6. – Gli ulteriori motivi sono invece infondati.
In particolare, impropriamente invocato è il terzo mezzo con cui si deduce la violazione dell’art. 12 della legge n. 241 del 1990, norma che, in materia di provvedimenti attributivi di vantaggi economici, prevede la predeterminazione, da parte delle amministrazioni, dei criteri e delle modalità del finanziamento, ma non anche che tale predeterminazione avvenga necessariamente mediante la fonte regolamentare.

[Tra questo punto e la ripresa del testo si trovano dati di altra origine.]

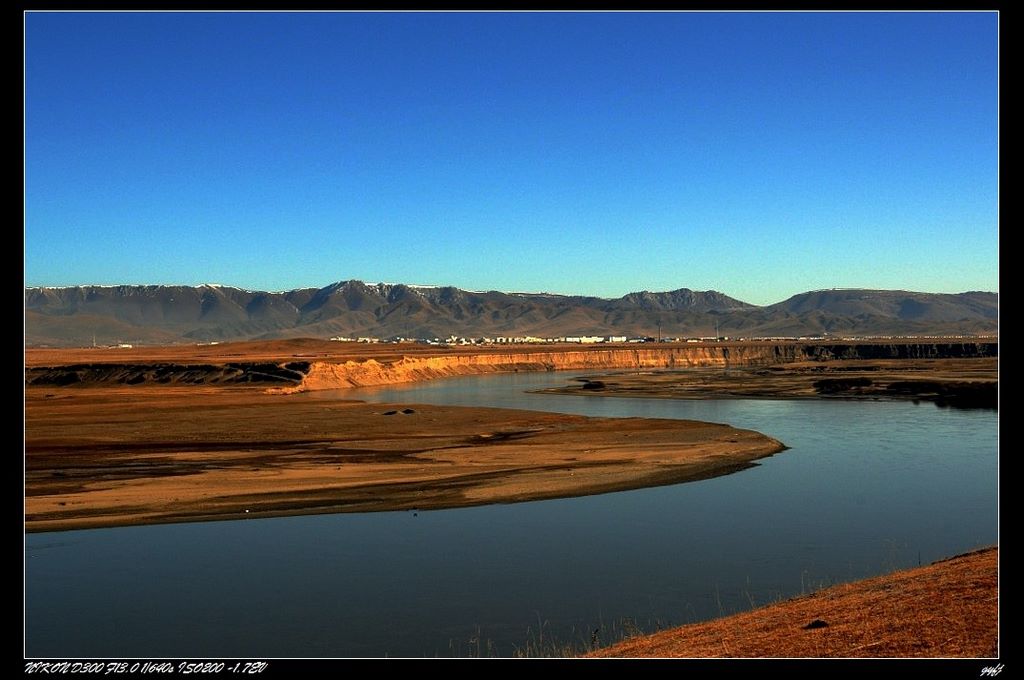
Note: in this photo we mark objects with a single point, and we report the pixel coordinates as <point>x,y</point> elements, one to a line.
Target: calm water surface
<point>866,487</point>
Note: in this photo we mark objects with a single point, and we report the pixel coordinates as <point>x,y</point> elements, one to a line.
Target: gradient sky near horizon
<point>761,155</point>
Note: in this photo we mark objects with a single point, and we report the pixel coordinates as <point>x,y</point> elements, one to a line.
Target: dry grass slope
<point>945,609</point>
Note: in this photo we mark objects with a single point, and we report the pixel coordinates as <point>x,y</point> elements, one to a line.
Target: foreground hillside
<point>949,608</point>
<point>164,314</point>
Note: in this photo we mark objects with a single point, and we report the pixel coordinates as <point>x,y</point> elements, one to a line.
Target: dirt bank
<point>304,366</point>
<point>113,456</point>
<point>945,609</point>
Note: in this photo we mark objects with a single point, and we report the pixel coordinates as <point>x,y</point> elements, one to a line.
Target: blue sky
<point>761,155</point>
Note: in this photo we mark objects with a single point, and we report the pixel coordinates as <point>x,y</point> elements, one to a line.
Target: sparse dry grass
<point>945,609</point>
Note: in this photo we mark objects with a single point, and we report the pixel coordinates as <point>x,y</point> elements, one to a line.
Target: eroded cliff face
<point>303,376</point>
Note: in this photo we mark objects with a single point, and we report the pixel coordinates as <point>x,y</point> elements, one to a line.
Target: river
<point>865,487</point>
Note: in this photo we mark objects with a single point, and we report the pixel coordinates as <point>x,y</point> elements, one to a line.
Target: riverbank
<point>945,609</point>
<point>954,382</point>
<point>296,366</point>
<point>135,455</point>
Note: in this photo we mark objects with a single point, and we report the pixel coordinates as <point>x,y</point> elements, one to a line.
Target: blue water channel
<point>864,489</point>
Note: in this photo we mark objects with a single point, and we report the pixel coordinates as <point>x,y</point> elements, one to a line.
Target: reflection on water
<point>865,487</point>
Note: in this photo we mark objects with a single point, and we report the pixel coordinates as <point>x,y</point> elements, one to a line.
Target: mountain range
<point>166,314</point>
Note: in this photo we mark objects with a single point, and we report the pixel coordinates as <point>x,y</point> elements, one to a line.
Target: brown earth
<point>112,456</point>
<point>945,609</point>
<point>963,382</point>
<point>310,365</point>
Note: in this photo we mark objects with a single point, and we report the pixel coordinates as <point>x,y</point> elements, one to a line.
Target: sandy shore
<point>957,382</point>
<point>114,456</point>
<point>945,609</point>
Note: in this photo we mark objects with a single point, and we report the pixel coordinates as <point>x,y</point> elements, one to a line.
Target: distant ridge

Analogamente infondati sono il quarto motivo, con cui si deduce la violazione degli artt. 5 e 6 del d.lgs. n. 123 del 1998, ed il quinto motivo con cui si deduce la violazione del regolamento CE 15 dicembre 2006, n. 1998/2006/CE, relativo all’applicazione degli articoli 87 e 88 del trattato sugli aiuti di importanza minore (“de minimis”), stante anche la genericità dei motivi, dai quali non è dato evincere quale sarebbe il profilo di violazione delle norme invocate.
7.- In conclusione, alla stregua di quanto esposto, l’appello deve essere accolto nei sensi di cui in motivazione e, per l’effetto, in riforma della sentenza appellata, va accolto il ricorso di primo grado, con conseguente annullamento dei provvedimenti impugnati, nei limiti dell’interesse.
La complessità della controversia integra le ragioni che per legge consentono la compensazione tra le parti delle spese del doppio grado di giudizio.
P.Q.M.
Il Consiglio di Stato in sede giurisdizionale
Sezione Quinta, definitivamente pronunciando sull’appello, come in epigrafe proposto, lo accoglie, e, per l’effetto, in riforma della sentenza appellata, accoglie il ricorso di primo grado nei sensi di cui in motivazione, con conseguente annullamento dei provvedimenti impugnati, nei limiti dell’interesse.
Compensa tra le parti le spese del doppio grado di giudizio.
Ordina che la presente sentenza sia eseguita dall’autorità amministrativa.
Così deciso in Roma nella camera di consiglio del giorno 3 ottobre 2019 con l’intervento dei magistrati:
Carlo Saltelli – Presidente
Fabio Franconiero – Consigliere
Valerio Perotti – Consigliere
Angela Rotondano – Consigliere
Stefano Fantini – Consigliere, Estensore
In caso di diffusione omettere le generalità e gli altri dati identificativi dei soggetti interessati nei termini indicati.